Jaime, Jaime Rittwagen, es uno de
esos ángeles que a Dios le salió un poco grande y lo echó a la calle para que
fuese repartiendo sonrisas, como las nubes de otoño reparten gotas de agua, los jazmines perfume al anochecer y los trigos
espigas en mayo…
Jaime, un día de no sabemos
cuándo, se entretuvo en tomar la paleta y mezcló los colores como los
niños - porque a veces, Jaime, saca toda
la alegría que los niños llevan dentro - y dejó pinceladas sueltas, que luego unidas,
se convertían en cuadros naïf donde la realidad de cada día tomaba el pulso
constante de la vida.
Buscó respuesta a aquellos versos
de su amigo Manolo: “Vine a la mar dudando si estaría / donde yo la dejé: junto
a la raya / donde la espuma eventual acalla / su antigua discusión con la
bahía”…, y entonces él, que también es hombre de calle, no se fue a buscar la
mar, sino la Plaza de la Merced y se la llevó de la vida, al cuadro.

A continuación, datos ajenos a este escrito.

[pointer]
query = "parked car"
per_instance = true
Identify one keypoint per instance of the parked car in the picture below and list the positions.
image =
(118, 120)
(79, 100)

Y tomó una de esas tardes en las
que el verano se remolonea en Málaga y la gente derrama bullicio y algarabía… y la plaza se hacía
vida en el coche de caballos, en las bicis y en los carros, en el utilitario
amarillo, en los niños que jugaban, en la señora de rojo con bolso nuevo, y en el
perro vagabundo que también salía de paseo.
Y fue cuando echó mano, otra vez,
a los versos del poeta amigo y como Alcántara, que había espurreado su niñez un
poco más arriba, en la calle del Agua, donde la Virgen de Gracia ‘era su vecina
de enfrente’, fue y nos contó que: “Por
los tejados del pueblo / anda la brisa marina, / con los pies de sal y
silencio”.
Plaza de la Merced, de cielo
dorado en otoño, ese dorado que solo tiene Málaga cuando el sol juega a irse
por detrás de la Sierra de Mijas, que se empina para que el reloj de la catedral juegue al
escondite entre las ramas de los árboles…
Por la bahía, a lo lejos, unos
barcos grandes cruzan un mar azul de
sirenas y delfines, cargados en su interior de la bonhomía y sensibilidad con
la que Jaime Rittwagen nos atrapa en sus cuadros únicos, reales y profundos.